When solving a permutation problem, the concept of a factorial helps in determining how many unique ways elements can be arranged if each element is different. It provides a baseline before further adjustments, like considering repeated elements, are made.

The concept of distinct arrangements comes into play when we want to know how many unique ways letters can be arranged in a word or elements in a set. In a simple case where all elements are different, the total number of distinct permutations is given by calculating the factorial of the total number of elements.
In our example with the word "EXCEED," if all six letters were different, the total number of distinct arrangements would be \( 6! = 720 \). However, not all letters are distinct due to repeated 'E's, which leads to identical permutations.

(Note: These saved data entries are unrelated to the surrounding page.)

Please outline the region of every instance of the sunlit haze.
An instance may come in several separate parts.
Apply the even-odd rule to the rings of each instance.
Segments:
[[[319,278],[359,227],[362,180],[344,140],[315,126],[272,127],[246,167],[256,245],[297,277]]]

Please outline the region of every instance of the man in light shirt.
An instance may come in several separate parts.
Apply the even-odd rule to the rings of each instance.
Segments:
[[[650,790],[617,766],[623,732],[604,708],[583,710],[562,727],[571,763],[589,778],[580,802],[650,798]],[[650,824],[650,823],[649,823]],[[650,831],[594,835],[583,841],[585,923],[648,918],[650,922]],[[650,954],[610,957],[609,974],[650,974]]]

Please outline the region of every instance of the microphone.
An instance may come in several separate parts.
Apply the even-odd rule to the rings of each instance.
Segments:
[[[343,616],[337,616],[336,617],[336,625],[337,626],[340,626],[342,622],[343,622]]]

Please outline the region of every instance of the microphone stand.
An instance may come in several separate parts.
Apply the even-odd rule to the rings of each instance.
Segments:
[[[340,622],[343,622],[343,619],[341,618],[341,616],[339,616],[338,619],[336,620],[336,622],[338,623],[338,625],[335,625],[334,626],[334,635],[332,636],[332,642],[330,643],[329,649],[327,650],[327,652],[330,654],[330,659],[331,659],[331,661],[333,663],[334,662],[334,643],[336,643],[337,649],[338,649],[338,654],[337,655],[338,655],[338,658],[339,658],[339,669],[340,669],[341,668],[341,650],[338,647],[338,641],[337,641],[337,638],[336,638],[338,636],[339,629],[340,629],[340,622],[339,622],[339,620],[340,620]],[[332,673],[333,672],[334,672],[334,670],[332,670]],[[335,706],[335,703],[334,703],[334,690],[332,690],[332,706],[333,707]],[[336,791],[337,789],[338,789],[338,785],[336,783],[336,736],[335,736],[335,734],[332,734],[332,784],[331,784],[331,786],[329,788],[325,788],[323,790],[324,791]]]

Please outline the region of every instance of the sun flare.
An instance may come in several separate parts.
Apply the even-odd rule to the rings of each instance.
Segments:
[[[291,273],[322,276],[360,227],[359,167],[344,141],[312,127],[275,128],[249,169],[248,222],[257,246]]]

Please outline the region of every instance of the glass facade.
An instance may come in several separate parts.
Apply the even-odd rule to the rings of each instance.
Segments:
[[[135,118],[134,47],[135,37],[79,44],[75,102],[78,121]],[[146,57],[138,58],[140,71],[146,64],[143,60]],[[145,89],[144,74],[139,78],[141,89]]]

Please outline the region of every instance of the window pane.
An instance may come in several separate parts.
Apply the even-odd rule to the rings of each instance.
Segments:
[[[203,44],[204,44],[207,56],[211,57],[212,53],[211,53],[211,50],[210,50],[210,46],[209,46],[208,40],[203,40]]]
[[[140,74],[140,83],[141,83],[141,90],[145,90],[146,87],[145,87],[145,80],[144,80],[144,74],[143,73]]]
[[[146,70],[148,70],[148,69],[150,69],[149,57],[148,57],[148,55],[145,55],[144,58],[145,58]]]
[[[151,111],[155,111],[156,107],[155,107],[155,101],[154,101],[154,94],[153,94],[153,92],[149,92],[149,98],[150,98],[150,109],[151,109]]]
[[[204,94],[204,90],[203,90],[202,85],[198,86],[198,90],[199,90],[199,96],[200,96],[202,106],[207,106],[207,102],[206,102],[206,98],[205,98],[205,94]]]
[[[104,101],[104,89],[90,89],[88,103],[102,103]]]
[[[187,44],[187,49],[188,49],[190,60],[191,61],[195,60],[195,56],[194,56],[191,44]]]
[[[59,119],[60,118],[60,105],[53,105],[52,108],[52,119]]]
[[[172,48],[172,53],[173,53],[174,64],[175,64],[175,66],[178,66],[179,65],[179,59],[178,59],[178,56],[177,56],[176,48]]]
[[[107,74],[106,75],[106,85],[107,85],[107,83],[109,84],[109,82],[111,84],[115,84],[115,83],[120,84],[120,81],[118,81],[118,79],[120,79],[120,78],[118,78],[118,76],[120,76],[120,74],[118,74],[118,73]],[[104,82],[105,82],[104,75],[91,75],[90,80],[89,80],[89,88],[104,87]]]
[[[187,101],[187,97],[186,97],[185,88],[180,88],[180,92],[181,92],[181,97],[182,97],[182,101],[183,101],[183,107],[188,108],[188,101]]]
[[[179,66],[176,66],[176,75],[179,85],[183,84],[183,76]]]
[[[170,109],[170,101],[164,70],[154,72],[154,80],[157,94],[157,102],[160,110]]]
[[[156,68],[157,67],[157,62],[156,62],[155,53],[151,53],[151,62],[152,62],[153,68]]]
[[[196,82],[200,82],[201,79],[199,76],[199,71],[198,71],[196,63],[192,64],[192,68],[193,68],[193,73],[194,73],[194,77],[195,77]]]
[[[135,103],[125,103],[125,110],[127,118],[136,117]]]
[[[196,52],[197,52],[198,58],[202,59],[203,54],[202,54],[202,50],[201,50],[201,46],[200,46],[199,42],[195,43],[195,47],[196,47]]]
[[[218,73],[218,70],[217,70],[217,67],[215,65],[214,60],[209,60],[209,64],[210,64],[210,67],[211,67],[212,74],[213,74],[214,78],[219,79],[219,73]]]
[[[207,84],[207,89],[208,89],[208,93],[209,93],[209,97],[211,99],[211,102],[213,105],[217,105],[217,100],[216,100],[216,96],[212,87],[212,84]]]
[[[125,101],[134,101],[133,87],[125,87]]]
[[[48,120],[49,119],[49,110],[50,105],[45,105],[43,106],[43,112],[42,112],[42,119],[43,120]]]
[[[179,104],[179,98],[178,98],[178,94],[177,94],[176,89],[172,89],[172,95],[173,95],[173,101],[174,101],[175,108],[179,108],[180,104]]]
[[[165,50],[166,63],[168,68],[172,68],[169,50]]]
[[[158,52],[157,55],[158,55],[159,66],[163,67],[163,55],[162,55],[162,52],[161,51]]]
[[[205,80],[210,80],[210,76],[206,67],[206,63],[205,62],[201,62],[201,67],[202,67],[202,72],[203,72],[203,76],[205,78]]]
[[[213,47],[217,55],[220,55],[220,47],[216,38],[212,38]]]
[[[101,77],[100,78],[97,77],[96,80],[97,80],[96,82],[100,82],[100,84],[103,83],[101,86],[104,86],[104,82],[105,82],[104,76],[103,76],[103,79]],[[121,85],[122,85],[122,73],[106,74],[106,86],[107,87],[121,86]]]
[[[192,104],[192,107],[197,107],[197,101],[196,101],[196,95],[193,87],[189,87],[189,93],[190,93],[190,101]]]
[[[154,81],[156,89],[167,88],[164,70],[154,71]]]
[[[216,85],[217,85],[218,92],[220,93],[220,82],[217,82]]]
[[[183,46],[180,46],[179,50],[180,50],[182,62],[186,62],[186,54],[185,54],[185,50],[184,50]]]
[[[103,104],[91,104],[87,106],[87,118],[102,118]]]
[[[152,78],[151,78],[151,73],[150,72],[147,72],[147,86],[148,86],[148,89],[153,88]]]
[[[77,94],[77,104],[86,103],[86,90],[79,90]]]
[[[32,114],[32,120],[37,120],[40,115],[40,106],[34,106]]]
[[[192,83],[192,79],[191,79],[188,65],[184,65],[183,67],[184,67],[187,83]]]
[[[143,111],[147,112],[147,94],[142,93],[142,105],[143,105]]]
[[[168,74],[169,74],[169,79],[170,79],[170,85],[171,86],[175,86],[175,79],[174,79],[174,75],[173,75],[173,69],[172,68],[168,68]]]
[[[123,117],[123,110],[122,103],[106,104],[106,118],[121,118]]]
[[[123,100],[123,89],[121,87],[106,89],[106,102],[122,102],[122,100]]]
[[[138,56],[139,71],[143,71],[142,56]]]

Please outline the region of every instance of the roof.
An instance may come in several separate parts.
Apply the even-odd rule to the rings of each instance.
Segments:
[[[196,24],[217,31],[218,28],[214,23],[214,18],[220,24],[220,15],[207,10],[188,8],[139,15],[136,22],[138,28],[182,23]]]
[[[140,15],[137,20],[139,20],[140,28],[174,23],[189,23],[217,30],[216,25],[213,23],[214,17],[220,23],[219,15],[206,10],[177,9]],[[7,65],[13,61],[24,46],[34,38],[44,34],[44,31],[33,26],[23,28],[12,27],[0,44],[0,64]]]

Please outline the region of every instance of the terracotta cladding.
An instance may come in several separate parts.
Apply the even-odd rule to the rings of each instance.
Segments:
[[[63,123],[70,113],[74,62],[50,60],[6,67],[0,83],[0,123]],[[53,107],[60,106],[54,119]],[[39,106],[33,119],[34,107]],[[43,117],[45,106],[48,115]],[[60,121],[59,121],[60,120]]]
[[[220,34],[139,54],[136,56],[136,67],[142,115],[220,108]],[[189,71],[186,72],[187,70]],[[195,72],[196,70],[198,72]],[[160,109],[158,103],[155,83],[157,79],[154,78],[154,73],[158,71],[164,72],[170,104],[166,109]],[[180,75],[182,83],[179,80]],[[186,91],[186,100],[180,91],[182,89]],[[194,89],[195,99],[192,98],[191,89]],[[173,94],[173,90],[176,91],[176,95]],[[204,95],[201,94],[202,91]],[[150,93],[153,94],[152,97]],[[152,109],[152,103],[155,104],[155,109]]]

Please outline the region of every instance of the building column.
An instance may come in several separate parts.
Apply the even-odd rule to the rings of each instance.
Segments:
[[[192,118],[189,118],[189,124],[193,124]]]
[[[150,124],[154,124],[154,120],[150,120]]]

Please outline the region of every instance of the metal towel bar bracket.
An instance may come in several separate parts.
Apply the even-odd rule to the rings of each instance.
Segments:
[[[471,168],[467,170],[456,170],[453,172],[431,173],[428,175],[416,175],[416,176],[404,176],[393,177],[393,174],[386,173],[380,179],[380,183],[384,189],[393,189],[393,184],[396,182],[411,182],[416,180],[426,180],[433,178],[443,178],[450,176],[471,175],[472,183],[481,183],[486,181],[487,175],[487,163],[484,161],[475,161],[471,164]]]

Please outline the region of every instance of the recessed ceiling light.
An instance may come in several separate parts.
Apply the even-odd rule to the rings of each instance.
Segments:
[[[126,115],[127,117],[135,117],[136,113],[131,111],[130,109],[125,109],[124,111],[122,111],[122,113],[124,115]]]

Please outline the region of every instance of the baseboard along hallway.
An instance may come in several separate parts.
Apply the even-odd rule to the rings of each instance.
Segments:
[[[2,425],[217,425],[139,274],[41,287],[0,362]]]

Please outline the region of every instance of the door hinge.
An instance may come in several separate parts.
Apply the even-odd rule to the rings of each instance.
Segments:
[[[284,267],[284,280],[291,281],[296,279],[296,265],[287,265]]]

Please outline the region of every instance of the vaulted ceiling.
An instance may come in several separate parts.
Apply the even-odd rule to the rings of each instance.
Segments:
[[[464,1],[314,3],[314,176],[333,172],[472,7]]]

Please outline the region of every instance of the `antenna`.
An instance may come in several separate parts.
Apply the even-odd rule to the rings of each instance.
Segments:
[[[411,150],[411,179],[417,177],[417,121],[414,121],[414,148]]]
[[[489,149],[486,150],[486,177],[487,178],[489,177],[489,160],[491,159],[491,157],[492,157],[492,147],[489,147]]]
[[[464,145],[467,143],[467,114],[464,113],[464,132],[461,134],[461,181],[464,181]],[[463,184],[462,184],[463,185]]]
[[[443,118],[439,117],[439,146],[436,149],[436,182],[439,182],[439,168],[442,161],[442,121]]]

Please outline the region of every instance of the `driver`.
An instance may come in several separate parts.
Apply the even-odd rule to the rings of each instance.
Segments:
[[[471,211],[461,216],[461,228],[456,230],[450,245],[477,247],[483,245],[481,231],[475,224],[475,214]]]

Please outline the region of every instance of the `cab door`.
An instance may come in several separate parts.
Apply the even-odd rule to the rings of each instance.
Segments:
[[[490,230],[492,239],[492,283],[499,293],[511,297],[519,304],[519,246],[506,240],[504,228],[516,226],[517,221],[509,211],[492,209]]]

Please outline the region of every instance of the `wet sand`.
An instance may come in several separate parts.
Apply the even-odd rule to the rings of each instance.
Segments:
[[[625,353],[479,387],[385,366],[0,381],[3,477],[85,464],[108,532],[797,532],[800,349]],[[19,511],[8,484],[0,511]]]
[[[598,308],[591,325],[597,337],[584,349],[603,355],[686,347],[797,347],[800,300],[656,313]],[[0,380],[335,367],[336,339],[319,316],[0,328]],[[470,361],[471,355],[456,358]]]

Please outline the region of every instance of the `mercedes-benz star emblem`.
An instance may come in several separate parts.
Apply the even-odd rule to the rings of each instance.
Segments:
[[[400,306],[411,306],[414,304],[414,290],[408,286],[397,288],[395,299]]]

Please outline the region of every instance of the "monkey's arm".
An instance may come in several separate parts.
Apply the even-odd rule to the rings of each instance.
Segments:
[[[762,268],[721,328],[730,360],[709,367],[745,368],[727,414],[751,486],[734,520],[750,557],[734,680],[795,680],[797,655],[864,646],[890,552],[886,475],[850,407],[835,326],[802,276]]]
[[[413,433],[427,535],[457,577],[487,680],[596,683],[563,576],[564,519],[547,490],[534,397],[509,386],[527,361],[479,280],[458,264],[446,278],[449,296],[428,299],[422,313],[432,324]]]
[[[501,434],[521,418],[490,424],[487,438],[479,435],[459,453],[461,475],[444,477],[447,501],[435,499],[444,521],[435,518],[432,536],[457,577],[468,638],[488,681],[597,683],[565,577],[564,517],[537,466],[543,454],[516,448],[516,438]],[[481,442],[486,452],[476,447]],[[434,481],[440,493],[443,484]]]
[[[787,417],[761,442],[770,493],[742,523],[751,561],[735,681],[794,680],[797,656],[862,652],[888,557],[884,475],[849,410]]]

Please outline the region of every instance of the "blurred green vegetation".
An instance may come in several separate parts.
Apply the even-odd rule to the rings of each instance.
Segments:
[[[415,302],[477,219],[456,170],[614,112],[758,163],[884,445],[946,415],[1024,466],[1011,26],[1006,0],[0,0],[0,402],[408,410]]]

• This makes it necessary to adjust our calculation to only count unique arrangements.

The initial count using factorial assumes each letter is different, but in reality, some permutations will look the same, thanks to repeated letters. Thus, this calculation requires adjustment to eliminate duplicate patterns.

Adjusting for repeated letters is essential to ensure the count of permutations only includes unique arrangements. When dealing with repetition, some arrangements of letters will be indistinguishable from others.
With the word "EXCEED," the letter 'E' appears 3 times. If calculated normally using \( 6! \) permutations, those indistinguishable arrangements get counted multiple times.
To correct this, we divide the total number of permutations by the factorial of the number of repeated letters: \[ \frac{6!}{3!} \].

• Here, \( 3! \) equals 6, representing all permutations formed by the three 'E's.
• By dividing, we remove these redundant arrangements from the total count.

This ensures we're counting only unique sequences, leading to the actual number of distinct arrangements, which in this case is 120. This step is crucial to accurately solve permutation problems involving repeated elements.